Home care workers win election, take momentum into contract talks

Pro-union home health care workers celebrate the results of their organizing election at the Minnesota AFL-CIO Labor Pavilion on the State Fairgrounds.

Pro-union home health care workers and their clients celebrate the results of their organizing election at the Minnesota AFL-CIO Labor Pavilion on the State Fairgrounds.

Home health care workers in Minnesota have spoken, and they voted decisively to form a union, the state’s Bureau of Mediation Services announced yesterday.

Now the fight to improve the lives of home care workers and the people they serve shifts from the organizing field to the negotiation table – and back to the State Capitol.

“We’ve been waiting for this day for a long time,” St. Paul home care worker Sumer Spika said during a press conference at the State Fairgrounds to announce the election results. “We know this is an industry that needs fixing, and that is why we have come together for this fight.”

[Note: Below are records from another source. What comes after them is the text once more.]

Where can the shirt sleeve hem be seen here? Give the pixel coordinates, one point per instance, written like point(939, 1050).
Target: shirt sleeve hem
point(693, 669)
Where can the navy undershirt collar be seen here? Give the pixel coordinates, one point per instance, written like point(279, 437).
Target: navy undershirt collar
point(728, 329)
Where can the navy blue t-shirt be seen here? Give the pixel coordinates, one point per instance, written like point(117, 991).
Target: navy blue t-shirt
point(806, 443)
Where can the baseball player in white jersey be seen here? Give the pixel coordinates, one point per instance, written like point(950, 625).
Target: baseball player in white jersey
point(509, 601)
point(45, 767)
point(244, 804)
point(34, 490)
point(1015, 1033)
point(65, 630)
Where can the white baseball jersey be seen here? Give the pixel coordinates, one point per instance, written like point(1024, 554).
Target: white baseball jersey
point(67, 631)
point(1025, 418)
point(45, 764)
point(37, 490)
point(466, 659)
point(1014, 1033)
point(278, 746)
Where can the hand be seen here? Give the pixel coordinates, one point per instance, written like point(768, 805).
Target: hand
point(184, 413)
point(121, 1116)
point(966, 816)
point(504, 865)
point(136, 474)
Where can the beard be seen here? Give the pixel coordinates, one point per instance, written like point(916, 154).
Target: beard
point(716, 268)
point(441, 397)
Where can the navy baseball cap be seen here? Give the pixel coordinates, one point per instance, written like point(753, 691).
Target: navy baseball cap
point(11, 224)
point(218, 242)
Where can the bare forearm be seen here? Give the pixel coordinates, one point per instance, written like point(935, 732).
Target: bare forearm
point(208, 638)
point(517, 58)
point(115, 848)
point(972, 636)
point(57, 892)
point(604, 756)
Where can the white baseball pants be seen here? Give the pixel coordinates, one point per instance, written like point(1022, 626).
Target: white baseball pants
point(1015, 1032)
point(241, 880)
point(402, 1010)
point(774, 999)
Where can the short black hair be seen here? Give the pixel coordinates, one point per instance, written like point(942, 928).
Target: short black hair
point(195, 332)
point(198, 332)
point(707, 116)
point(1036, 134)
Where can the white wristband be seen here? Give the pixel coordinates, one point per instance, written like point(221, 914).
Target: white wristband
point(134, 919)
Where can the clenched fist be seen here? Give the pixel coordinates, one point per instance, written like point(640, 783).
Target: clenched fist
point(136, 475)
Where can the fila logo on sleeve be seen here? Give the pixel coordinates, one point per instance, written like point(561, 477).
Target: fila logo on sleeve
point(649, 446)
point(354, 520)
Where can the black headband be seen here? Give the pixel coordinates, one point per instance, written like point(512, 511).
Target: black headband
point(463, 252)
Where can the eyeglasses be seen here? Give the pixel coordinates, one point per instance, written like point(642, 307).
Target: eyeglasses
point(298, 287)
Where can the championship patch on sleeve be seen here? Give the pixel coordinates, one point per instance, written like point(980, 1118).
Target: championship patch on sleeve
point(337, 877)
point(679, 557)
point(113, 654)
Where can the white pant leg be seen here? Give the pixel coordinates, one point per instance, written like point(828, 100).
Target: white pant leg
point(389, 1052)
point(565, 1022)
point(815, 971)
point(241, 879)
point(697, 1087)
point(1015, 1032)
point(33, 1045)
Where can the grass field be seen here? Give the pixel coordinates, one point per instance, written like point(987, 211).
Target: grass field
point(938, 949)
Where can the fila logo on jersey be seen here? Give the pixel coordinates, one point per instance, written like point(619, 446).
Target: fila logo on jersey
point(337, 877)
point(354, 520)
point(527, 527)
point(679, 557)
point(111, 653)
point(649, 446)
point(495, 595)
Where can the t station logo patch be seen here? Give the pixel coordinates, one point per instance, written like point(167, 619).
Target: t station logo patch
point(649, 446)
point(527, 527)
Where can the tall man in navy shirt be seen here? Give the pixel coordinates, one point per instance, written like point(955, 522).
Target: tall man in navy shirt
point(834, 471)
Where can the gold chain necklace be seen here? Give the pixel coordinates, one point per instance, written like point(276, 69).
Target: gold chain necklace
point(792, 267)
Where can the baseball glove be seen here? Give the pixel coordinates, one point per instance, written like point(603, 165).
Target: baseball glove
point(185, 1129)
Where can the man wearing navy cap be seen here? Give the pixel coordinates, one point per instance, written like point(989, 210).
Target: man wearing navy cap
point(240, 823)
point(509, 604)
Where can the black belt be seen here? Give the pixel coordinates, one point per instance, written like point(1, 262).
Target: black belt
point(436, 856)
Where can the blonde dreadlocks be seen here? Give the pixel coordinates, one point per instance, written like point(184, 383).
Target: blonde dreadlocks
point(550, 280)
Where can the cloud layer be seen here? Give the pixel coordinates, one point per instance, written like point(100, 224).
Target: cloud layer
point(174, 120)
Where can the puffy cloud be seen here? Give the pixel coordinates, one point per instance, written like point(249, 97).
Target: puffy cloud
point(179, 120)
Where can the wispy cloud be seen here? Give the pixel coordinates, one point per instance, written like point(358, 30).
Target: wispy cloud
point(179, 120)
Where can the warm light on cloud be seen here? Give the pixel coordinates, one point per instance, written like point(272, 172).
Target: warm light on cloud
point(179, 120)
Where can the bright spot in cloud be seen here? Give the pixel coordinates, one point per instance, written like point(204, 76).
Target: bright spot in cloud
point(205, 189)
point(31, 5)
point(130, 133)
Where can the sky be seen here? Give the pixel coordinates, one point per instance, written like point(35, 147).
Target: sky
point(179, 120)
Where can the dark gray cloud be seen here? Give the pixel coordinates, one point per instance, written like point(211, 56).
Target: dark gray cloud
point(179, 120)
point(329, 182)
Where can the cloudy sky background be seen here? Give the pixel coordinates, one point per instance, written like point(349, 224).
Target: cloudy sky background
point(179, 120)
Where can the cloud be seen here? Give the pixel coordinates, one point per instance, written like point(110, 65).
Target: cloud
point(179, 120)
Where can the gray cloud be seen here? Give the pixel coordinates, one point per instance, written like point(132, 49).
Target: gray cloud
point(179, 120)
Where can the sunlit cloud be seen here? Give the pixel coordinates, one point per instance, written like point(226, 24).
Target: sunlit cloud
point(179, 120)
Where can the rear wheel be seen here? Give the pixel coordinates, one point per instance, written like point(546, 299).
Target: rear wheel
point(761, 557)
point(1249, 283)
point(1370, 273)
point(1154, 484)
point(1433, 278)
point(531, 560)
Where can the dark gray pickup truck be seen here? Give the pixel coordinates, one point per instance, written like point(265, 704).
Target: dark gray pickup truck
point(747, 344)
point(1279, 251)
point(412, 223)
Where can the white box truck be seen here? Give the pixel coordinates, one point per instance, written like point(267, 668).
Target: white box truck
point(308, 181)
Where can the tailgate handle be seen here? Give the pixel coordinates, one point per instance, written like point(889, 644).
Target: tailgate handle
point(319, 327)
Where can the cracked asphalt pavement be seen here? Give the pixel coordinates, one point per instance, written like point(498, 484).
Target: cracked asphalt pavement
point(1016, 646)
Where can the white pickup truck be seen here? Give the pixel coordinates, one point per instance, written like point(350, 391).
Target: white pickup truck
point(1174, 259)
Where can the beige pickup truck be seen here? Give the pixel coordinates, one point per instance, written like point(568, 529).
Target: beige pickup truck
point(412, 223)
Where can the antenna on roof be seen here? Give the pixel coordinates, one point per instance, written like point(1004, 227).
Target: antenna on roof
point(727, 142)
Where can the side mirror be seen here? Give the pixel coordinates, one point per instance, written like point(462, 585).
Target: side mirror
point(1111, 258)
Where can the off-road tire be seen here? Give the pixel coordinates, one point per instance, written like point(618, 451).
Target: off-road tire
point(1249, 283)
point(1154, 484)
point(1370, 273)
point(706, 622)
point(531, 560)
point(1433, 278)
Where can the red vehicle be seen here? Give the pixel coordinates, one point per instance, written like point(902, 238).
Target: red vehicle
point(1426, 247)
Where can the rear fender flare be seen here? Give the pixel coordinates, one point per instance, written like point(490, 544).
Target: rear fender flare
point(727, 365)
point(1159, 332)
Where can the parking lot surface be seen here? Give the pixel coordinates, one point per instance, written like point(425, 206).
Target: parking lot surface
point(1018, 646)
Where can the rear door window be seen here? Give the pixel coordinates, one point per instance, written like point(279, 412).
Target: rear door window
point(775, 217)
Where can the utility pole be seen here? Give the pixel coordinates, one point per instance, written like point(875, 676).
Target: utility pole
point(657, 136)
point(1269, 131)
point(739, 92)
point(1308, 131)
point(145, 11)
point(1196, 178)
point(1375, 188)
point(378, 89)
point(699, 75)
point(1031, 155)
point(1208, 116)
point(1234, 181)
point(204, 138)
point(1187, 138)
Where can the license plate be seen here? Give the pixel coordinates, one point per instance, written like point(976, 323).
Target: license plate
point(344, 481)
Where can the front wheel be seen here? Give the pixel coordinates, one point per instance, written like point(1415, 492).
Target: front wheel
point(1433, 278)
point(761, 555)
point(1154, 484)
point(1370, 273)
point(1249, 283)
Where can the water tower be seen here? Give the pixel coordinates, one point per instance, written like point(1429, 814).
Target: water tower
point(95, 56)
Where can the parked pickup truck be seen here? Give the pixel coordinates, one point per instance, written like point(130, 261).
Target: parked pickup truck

In the process, Spika and other home care workers are making history. The BMS mailed ballots Aug. 1 to about 27,000 workers who are paid by the state to provide care to elderly and disabled Minnesotans – the largest union organizing election in state history.

Sixty percent of the 5,872 workers who returned ballots voted “yes” to joining the Healthcare Minnesota local of the Service Employees International Union, which will represent the newly created bargaining unit in contract negotiations with the state.

Yankuba Fadera, a home care worker from Maplewood, also works as an emergency room technician in a union-organized hospital.

Yankuba Fadera, a home care worker from Maplewood, also works as an emergency room technician in a union-organized hospital.

Workers plan to push for a contract that includes wage increases, benefits and training opportunities to better serve their clients.

Yankuba Fadera, a home care worker from Maplewood, knows firsthand the gains health care workers – and patients – make through collective bargaining. In addition to providing home care, Fadera works as an emergency room technician in a union-organized hospital.

“We have fought for and won real gains, both for workers and the patients we serve,” he said, pointing to pay and benefit increases, as well as contract language guaranteeing safe staffing levels and access to proper equipment.

Lack of benefits like health insurance, sick leave and paid time off makes home care a transitional field for many workers.

“I was shocked to discover home care isn’t considered a ‘real job’ despite how important it is to tens of thousands of Minnesotans,” Fadera said. “This work is real, and this work is very important.”

Home care recipients and advocates for people with disabilities cheered the election results as well. Nikki Villavicencio of Maplewood said better wages and working conditions for her caregivers would increase the stability of her care.

“The high turnover in this field, from the low pay and lack of benefits, causes turmoil for families,” Villavicencio said. “When we undervalue the workers, we undervalue families like mine.”

Whatever gains workers and clients achieve on paper in a bargaining with the state are subject to one last – and potentially major – hurdle: approval from the Legislature.

Home care workers and child-care providers paid with state subsidies lobbied successfully for a new law granting them union rights in 2013, but they faced stiff opposition from Republicans. Returning a pro-worker majority to the Minnesota House in 2015, then, is likely a priority for the new bargaining unit – and the 30,000 SEIU Healthcare Minnesota members statewide.